A Selic e outras taxas de juros

Autor: 
Celso Monteiro

O sistema Selic foi criado no final 1979, com a função de organizar a troca física de papéis da dívida e viabilizar uma alternativa à liquidação financeira por meio de cheques do Banco do Brasil.

Dos idos de 1979 aos dias de hoje, muita coisa mudou. A começar pelo fato de que as operações financeiras não mais são registradas em meio físico (isso mesmo, tudo era feito à mão!). Atualmente o registro é eletrônico, zilhões de vezes mais seguro.

A criação da taxa Selic é um pouco mais recente, a primeira meta foi divulgada em 5 de março de 1999. Antes dela, para fins de política monetária, o Copom fixava a TBC (Taxa Básica do Banco Central).

A taxa Selic é, portanto, uma referência para a economia brasileira. Veja, no gráfico abaixo, seu histórico de metas:

A dinâmica da economia é mesmo contraditória. Suas variáveis estão todas emaranhadas, são interdependentes. Qualquer movimento brusco pode resultar em um caos econômico.

A diminuição da taxa básica de juros, como foi demonstrado, tem o poder de aquecer a economia. E uma economia aquecida significa mais emprego, mais salários e, portanto, aumento do consumo produtos e serviços.

E, de acordo com a lei da oferta e procura, quanto maior for a demanda, maiores os preços de produtos e serviços. Em português claro? Inflação.

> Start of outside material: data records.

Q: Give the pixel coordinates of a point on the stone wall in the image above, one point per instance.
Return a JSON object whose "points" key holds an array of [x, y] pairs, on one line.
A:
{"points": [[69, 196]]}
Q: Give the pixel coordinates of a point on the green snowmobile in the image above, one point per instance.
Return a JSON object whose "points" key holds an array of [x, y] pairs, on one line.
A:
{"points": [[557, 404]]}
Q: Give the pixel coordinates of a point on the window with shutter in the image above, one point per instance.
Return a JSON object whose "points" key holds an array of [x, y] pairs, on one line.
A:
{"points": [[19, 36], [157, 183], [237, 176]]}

É por isso que a meta da Selic periodicamente desce-e-sobe (veja o movimento no gráfico). O porquê disto? Se baixa demais, gera inflação: o governo é obrigado a elevá-la novamente. Se permanece muito alta, o País entra em recessão, a sociedade pressiona e o governo reduz novamente a taxa. E assim caminha a economia..... brasileira.

O Copom

Na maioria das vezes em que ouvimos alguma notícia relacionada a taxa Selic, aparece um tal de Copom no meio. Mas o que é o Copom, afinal? É o Comitê de Política Monetária do Banco Central.

O Copom foi instituído em 20 de junho de 1996 com o objetivo de estabelecer as diretrizes da política monetária e definir a taxa básica de juros. Sua criação tem a ver com a credibilidade e a transparência do processo decisório de política monetária do País.

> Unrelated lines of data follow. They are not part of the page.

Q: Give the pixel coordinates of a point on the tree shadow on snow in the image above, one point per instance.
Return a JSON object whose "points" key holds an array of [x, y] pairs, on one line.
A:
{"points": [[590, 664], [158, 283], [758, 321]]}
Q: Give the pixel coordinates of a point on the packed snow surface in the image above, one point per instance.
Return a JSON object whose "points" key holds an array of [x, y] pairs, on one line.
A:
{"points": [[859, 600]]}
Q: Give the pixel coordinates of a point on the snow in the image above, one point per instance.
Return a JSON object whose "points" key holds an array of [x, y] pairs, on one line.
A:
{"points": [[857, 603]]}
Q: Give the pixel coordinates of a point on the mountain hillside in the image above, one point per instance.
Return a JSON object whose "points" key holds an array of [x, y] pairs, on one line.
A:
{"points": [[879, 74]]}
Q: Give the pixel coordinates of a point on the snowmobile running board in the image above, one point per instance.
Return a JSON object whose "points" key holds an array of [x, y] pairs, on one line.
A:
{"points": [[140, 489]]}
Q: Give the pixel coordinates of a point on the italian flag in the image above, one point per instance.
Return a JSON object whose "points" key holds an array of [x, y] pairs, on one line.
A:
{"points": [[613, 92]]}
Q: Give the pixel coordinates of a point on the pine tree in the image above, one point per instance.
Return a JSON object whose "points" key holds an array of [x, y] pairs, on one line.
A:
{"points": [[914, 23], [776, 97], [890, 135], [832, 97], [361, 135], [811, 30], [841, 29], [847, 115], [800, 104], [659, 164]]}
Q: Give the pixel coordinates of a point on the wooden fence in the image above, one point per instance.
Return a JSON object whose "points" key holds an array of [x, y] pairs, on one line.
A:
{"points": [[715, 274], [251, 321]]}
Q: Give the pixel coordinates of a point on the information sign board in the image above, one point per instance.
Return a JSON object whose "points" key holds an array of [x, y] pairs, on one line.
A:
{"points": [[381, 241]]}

É um colegiado formado por diretores do BC, assessores e chefes de departamento da instituição, cujo atributo é definir o percentual da meta da Taxa Selic e a periodicidade em que ela é ajustada. Para tanto, eles avaliam fatores econômicos internos (como a projeção de inflação e do PIB) e externos (como os juros básicos dos EUA e as taxas de câmbio). Apenas os diretores têm direito a voto.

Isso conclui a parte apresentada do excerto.